Swedish Prime Minister Magdalena Andersson, left, and Finnish Prime Minister Sanna Marin giving a press conference in Stockholm on Wednesday.

By Marc Santora


With Russia’s forces in retreat around the northeastern city of Kharkiv and its offensive in the eastern Donbas region faltering, Moscow is also confronting the prospect of a significant expansion of NATO that would bring the military alliance closer to its borders than at any time since the collapse of the Soviet Union.

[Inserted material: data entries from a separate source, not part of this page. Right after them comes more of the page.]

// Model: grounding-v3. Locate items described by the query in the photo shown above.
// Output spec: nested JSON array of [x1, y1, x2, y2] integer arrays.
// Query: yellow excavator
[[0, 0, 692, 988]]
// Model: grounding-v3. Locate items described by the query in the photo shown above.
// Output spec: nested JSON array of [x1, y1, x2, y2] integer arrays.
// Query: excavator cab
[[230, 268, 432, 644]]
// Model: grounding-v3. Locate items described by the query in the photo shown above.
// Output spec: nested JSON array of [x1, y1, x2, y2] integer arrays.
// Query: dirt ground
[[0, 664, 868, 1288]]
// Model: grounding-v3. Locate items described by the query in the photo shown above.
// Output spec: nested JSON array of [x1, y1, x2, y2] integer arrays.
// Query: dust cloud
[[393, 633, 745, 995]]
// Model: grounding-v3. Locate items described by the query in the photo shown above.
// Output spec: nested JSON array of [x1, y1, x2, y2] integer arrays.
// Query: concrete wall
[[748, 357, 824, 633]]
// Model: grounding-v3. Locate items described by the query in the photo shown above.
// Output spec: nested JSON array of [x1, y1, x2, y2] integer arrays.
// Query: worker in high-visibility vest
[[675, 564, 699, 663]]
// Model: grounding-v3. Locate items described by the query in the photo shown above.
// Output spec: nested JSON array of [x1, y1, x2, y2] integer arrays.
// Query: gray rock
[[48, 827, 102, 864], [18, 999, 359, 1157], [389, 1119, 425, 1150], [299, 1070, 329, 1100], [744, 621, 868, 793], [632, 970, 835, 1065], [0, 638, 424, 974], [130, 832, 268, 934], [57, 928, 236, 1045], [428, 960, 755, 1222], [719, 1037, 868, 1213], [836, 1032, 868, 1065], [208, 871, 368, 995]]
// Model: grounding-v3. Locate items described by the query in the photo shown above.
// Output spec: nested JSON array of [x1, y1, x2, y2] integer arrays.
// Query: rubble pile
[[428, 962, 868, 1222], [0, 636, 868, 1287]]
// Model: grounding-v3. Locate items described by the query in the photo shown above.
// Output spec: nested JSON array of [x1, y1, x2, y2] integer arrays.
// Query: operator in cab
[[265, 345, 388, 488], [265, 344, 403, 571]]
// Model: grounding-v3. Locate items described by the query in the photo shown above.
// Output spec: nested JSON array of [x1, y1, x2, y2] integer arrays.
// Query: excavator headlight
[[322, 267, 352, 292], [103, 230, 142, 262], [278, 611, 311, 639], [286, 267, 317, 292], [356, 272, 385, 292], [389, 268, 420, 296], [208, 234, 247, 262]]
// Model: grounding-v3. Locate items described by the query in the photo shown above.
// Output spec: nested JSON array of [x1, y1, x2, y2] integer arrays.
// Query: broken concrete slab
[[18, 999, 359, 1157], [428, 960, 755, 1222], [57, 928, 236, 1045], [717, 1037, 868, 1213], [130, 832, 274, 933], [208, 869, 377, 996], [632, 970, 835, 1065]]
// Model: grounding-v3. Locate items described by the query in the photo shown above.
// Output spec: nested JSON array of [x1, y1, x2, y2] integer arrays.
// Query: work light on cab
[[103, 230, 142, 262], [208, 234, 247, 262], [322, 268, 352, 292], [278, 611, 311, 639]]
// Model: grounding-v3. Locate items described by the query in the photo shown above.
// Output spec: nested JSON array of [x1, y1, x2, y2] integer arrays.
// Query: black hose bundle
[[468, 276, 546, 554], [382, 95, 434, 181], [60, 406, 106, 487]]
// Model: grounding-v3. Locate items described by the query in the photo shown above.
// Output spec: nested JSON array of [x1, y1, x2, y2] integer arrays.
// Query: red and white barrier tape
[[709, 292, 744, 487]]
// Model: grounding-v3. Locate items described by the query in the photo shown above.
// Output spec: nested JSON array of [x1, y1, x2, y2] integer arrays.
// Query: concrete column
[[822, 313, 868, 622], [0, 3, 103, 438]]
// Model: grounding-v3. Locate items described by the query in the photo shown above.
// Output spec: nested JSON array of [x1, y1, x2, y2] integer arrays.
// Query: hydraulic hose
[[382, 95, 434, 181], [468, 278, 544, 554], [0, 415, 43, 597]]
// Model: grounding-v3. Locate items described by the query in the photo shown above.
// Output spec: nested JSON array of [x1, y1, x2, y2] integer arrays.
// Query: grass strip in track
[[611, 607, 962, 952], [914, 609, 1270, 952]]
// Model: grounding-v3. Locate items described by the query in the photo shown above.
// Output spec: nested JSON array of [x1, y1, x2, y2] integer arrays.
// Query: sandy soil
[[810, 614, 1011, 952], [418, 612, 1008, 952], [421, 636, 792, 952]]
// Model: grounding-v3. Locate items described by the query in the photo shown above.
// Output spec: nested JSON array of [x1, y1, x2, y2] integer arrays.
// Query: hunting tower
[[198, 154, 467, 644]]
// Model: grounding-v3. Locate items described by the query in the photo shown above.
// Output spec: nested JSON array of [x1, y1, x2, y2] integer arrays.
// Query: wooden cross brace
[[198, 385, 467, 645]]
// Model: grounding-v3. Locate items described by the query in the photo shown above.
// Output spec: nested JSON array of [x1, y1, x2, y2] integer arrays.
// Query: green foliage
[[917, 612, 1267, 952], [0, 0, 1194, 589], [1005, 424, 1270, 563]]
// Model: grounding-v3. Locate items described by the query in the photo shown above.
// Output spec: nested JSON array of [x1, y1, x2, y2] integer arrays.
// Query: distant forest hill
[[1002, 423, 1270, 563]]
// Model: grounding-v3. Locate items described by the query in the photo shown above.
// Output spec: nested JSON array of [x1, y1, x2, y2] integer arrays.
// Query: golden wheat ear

Finland’s government announced Sunday that the nation would apply for NATO membership, hours before Sweden’s governing party announced that it also supported joining the alliance. If accepted into NATO, as is widely expected, both Nordic nations would cast aside a long history of military nonalignment, as they look to the Western alliance for protection against Russian aggression. NATO leaders said they would accelerate Finland and Sweden’s membership bids, though the process of bringing them fully into the alliance will take time.


The likely expansion of NATO would represent another strategic setback for President Vladimir Putin of Russia. His forces suffered a humiliating defeat in their bid to seize Kyiv, Ukraine’s capital, and other cities in northern Ukraine after launching their unprovoked invasion nearly three months ago. Now they are also struggling in a scaled-back military campaign to seize more of eastern Ukraine.


After quick successes in the early weeks of the war, Russia has “lost momentum” in its renewed offensive in the east, the British military intelligence agency said Sunday, adding that Russia had suffered “high levels of attrition” over the past month. As wave after wave of Russian soldiers try to break through Ukrainian defensive positions in the Donbas region, contributing to severe casualties, the agency assessed that Moscow “has now likely suffered losses of one-third of the ground combat forces it committed in February.”


In other developments:


— Sen. Mitch McConnell, R-Ky., the minority leader, said President Joe Biden should declare Russia a state sponsor of terrorism as President Volodymyr Zelenskyy of Ukraine has urged. “I think it’s a good idea — I would support that,” McConnell said in Stockholm on Sunday. He visited Ukraine on Saturday with three other senior Republican senators to meet with Zelenskyy.


— Hours after its Eurovision Song Contest victory, Ukraine’s Kalush Orchestra released a music video for its winning song that was filmed in the ruins of towns that were heavily bombed during Russia’s invasion.